See below for details about patent licenses..
Note that Fluendo contacted us (FFmpeg) some time ago to negotiate a patent exception for FFmpeg's H.264 decoder. The request was declined. I think they then licensed some proprietary H.264 decoder from somewhere. Writing one from scratch is an entirely nontrivial task.
What Fluendo offers you is common and garden-variety proprietary software. If this is compatible with your moral standards, fine. But presenting them as the champions of software freedoms is - IMNSHO - tasteless.
> > Fluendo also offers an alternative H.264 decoder that hooks into
> > gstreamer. In exchange for money they take away your freedom."
> Umm, jein. Unlike FFmpeg, they *have* a patent license. So, you know,
> you don't get sued. With software patents, you're screwed either way.
> Pretty sure Fluendo *can't* ship a Free codec; it's almost certainly
> in the MPEG-LA license terms.
> Shipping known-patented code without a license is tasteless IMHO.
> Same as selling your friend stolen goods.
What makes you think that? Please get a clue before making such broad and insulting claims. Patent licenses are completely orthogonal to software licenses and not tied to any software implementation. In fact, you can get them separately and there are companies that do exactly that. The two most prominent users of FFmpeg are YouTube and Facebook, both are MPEG-LA licensees. Also, why would the MPEG-LA care which software you run after they have received their money?

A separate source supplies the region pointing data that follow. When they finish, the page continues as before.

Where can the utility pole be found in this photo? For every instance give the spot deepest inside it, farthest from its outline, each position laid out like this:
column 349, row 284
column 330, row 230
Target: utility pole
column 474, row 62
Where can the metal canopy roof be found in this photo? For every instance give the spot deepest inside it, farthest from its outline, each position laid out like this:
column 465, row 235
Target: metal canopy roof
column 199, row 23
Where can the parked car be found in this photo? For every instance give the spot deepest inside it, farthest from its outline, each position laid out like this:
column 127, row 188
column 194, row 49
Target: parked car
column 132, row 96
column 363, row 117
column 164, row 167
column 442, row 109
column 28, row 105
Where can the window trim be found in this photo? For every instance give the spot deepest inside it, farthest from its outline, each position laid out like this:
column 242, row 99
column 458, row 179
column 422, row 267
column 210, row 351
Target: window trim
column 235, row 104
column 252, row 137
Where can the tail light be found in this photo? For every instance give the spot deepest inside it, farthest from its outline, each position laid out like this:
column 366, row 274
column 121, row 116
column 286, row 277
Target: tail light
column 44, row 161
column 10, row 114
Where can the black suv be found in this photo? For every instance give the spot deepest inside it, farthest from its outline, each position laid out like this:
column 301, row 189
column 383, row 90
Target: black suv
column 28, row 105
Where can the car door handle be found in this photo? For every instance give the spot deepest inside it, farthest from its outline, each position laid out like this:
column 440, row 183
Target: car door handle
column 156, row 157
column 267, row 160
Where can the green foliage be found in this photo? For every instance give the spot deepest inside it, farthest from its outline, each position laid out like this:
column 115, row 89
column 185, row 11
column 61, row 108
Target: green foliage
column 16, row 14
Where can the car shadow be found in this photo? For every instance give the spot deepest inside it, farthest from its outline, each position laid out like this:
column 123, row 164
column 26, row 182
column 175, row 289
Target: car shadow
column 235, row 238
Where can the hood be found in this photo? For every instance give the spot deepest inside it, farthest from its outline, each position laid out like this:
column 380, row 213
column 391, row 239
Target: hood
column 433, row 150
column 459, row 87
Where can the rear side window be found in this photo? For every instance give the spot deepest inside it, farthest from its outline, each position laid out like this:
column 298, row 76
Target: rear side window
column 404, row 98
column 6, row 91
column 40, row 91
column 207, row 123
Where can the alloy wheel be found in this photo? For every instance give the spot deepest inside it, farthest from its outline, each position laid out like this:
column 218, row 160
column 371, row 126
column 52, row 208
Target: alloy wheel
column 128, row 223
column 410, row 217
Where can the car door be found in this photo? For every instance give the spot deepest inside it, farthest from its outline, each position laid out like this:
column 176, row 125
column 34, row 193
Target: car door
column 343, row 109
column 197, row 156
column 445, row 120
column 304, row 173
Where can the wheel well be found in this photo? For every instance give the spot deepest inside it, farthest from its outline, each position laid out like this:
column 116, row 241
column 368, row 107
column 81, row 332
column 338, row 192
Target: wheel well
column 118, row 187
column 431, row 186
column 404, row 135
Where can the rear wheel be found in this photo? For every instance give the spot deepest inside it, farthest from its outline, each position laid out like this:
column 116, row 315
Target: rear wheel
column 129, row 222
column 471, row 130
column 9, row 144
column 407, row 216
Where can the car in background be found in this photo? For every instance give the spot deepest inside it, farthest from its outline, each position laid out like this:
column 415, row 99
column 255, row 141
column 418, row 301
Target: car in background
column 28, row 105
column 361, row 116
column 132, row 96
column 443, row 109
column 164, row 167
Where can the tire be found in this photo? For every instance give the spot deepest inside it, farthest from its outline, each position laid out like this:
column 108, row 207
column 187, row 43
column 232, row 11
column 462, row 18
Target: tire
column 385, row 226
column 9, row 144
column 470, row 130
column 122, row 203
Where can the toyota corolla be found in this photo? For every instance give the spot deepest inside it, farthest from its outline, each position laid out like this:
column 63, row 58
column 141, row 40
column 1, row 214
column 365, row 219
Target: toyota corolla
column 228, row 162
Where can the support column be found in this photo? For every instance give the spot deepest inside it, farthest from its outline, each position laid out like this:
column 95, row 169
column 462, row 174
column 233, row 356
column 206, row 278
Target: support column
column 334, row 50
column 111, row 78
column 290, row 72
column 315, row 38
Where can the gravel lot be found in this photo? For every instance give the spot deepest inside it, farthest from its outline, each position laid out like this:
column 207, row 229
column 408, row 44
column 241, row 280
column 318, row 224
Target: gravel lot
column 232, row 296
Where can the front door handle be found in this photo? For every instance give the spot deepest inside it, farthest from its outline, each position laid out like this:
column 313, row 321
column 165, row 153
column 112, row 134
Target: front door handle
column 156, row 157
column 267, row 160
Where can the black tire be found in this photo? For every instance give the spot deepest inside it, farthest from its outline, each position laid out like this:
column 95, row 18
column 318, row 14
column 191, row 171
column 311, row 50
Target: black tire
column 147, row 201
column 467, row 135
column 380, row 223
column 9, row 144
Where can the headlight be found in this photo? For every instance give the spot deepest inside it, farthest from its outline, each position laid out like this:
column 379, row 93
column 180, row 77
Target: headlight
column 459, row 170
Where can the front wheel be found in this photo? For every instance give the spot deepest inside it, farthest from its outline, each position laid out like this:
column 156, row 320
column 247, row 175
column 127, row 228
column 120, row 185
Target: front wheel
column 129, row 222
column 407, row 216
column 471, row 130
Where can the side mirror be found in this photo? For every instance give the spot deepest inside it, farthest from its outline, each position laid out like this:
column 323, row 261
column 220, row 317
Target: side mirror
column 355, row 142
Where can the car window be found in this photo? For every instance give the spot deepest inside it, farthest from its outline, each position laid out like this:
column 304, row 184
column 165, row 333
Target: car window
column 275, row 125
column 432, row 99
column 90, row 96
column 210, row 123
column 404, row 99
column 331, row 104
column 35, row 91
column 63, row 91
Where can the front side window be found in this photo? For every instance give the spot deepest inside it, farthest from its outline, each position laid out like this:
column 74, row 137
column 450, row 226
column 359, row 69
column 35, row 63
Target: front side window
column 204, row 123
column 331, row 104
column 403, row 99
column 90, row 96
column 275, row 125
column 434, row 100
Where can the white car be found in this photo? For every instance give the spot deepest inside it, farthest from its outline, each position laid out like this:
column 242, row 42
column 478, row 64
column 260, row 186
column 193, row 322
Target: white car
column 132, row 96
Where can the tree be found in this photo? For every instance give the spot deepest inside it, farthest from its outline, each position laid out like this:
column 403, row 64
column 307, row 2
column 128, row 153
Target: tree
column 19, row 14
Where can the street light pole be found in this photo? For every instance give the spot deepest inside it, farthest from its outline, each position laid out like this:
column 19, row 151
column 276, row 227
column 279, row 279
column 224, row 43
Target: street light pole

All the claims about a license being required in order to be "legally" allowed to use or even distribute H.264 decoding software are completely made up. Check the MPEG-LA licensing terms yourself:
They only speak of selling products, not of using or distributing software.
I don't need a license from the MPEG-LA, neither does FFmpeg or VLC and neither do you or 99.9% of the world's population. The problem only exists for companies that deal in MPEG technologies, have deep enough pockets and reside in certain parts of the world where the legal system is antisocial. Now I'm very sorry that people find themselves in such a situation and I have personally fought against the problem spreading. But holding the rest of the world hostage to account for the situation of a chosen few is not helpful.
> I've asked the MPEG-LA to clarify their position towards Free and open
> source codecs for their FAQ; we'll see if anything comes of it.
> So, really, either way your freedom is gone.
Send me an email if/when you see results. Or have our beloved editor in chief post it as a news story. It will surely be newsworthy.